Позиция (Мушкетик) - страница 3

Сейчас у Грека на душе посветлело не только от инея, он не признавался в этом даже себе, будто стеснялся, отодвигал, отталкивал эту мысль, а она возвращалась, и не угасало прозрачное волнение.

Грек ступил на крыльцо, где его поджидал огромный красногрудый кочет. Косил глазом, напряженно оттопырив крыло, ждал момента, чтобы вцепиться в большой плосконосый сапог. Грек любил этого красногрудого задиру, часто затевал с ним возню. Кочет наскакивал храбро, но петушиной своей головой угадывал неискренность борьбы и кукарекал и суетился больше, чем ему пристало перед куриной своей челядью, которая встревоженно следила за перипетиями битвы.

Но сегодня большой серый сапог бесцеремонно смахнул забияку с крыльца, и тот, ошеломленный позором, заорал, запаниковал под хлевом и долго грозился, хотя никто не отвечал на его угрозы.

Грек сбросил пальто и шапку в сенцах, зашел в кухоньку. Кухонька маленькая, из нее же и вход в «залу». Строились лет пятнадцать назад, хата приличная, в четыре комнаты, хоть теперь на селе есть лучше, в два этажа, с балконами, а то и с галереями.

Дом свой Грек любил, пусть и возвращался сюда частенько только к ночи, — вела хозяйство, скребла, мыла, а то и молотком стучала жена в извечной борьбе за чистоту и порядок, и борьба эта казалась нескончаемой и по большей части безуспешной, потому что собственное воинство не столько помогало ей, сколько мешало.

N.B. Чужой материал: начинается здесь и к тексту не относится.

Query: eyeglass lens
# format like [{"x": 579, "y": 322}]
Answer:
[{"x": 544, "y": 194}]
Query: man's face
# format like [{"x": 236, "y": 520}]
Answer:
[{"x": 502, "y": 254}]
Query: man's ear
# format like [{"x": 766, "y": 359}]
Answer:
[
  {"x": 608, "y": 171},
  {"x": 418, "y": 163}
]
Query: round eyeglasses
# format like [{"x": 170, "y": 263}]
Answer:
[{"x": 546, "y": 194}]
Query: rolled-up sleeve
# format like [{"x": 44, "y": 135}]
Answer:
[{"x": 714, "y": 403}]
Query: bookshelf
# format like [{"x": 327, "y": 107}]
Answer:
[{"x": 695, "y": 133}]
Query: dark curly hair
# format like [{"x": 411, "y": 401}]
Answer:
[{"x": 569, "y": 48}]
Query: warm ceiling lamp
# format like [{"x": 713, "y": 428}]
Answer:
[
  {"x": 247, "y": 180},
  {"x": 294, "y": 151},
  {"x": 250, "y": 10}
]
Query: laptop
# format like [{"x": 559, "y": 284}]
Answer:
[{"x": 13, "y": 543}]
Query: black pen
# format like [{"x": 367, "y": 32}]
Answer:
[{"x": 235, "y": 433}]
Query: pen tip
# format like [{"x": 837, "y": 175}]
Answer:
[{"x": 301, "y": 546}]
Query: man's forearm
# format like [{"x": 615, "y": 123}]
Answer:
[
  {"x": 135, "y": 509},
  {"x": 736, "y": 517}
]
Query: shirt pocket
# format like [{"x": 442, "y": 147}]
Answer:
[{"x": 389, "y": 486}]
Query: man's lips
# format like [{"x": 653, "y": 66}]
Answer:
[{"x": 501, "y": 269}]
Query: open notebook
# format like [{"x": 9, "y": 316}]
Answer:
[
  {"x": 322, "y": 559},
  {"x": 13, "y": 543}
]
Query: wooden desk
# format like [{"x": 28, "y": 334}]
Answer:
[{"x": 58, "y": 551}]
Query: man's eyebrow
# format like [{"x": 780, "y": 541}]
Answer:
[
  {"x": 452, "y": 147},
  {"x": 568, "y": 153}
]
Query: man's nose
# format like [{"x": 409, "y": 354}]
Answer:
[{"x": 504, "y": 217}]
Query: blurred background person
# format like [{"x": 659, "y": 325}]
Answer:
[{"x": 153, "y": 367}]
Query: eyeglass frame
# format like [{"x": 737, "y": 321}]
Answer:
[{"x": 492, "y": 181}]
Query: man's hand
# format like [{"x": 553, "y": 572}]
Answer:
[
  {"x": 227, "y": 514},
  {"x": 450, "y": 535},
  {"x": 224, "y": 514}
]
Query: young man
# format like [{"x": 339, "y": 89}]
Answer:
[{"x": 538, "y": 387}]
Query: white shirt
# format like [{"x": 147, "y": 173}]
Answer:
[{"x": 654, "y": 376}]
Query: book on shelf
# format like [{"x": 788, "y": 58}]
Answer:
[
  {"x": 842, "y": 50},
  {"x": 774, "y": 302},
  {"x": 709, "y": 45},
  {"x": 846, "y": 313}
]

Василь Федорович наскоро поел и стал бриться перед круглым, в причудливой металлической оправе зеркалом. Зеркало, старое-престарое, купленное когда-то в антикварном магазине, помнило, наверно, сотни лиц — веселых, грустных, озаренных надеждой, увядших от безнадежности, в свадебных венках и в черном крепе, их давно уж лет, а зеркало все так же холодно отражает радость и горе; он об этом не думал, привыкнув принимать вещи только со стороны практической. Ни к чему, конечно, что зеркал в доме столько, но и не удивительно, бабье понавешало: жена, две дочери, удочеренная племянница, он среди них — как будяк посреди клумбы. Хохотал до слез, когда впопыхах спрашивали у него: «не видала ли», «не брала ли» чего. И злорадно посмеивался, видя, что до времени снашиваются женины платья и туфли, но никто не посягает на его пиджаки и сорок третьего размера ботинки. По правде, когда родилась вторая дочь, он слегка смутился, даже почувствовал некий стыд перед знакомыми, но это давно прошло, и иногда он даже с удовольствием отмечал, что не те с девочками заботы, как у некоторых соседей с сыновьями, — дочери его слушались и даже побаивались.